Algeria expects its economy to grow by 5.2 percent next year from an envisaged 5.0 percent this year, mainly on the back of soaring oil prices, the text of the draft budget for 2007 shows.
The government projects an inflation rate of 3.5 percent in 2007, the same as projected for 2006, according to the text of the draft budget presented to the parliament by Finance Minister Mourad Medelci late on Saturday.
Last year, it launched a five-year $80 billion investment programme to spur economic growth and rebuild infrastructure after a decade of civil strife which cost an estimated 200,000 lives and resulted in damage of about $30 billion since 1992.
"For 2007, the third year since the start of the implementation of the revival economic programme, a growth of 5.2 percent and an inflation of 3.5 percent are expected," according to the draft budget text.

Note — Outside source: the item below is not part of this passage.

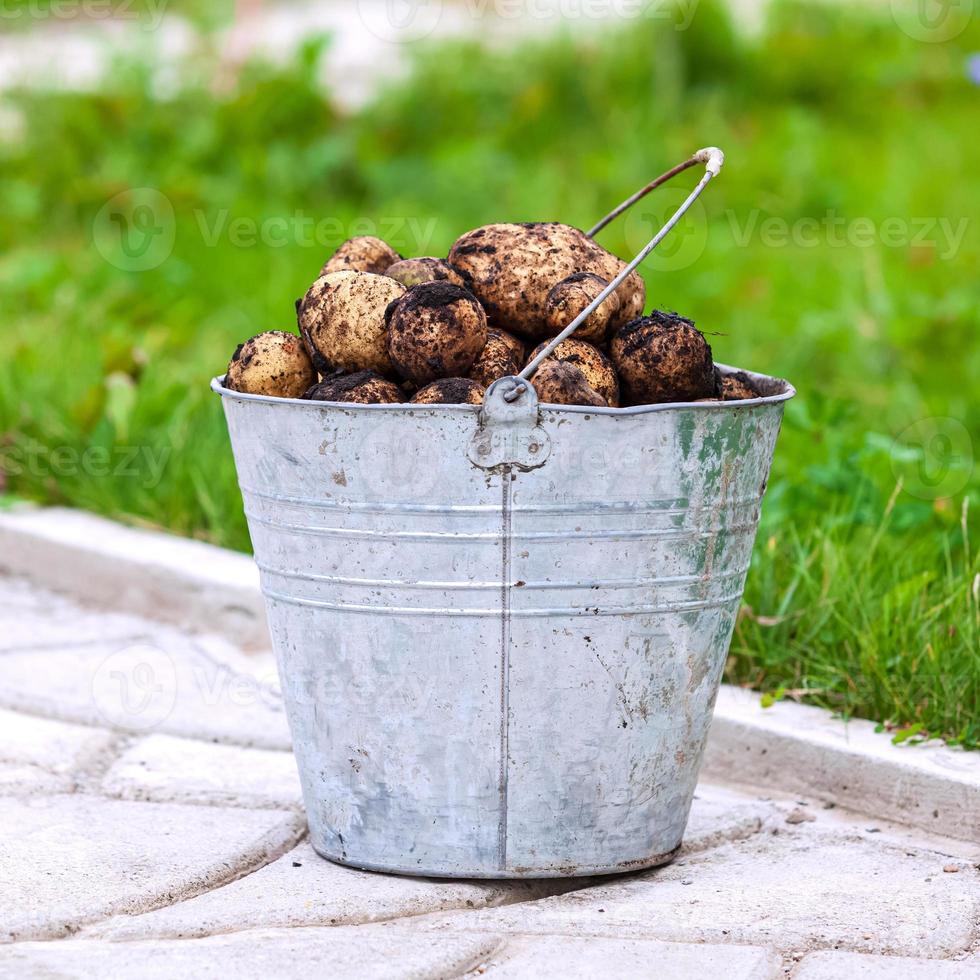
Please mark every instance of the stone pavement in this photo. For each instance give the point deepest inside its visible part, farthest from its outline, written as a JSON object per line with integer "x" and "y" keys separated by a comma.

The government had said it expected growth to reach 8.0 percent in 2008.
The OPEC-member nation is benefiting from soaring oil prices, and the value of its oil and gas sales reached $40 billion in the first nine months of this year.
That figure was at $45.6 billion in calendar 2005, up from $31 billion in the previous year.
Energy earnings, which represent about 97 percent of total exports abroad, are also being used to repay foreign debt. The North African country plans to cut its debt to $5 billion by the end of 2006 from $15.5 billion at the end of last February.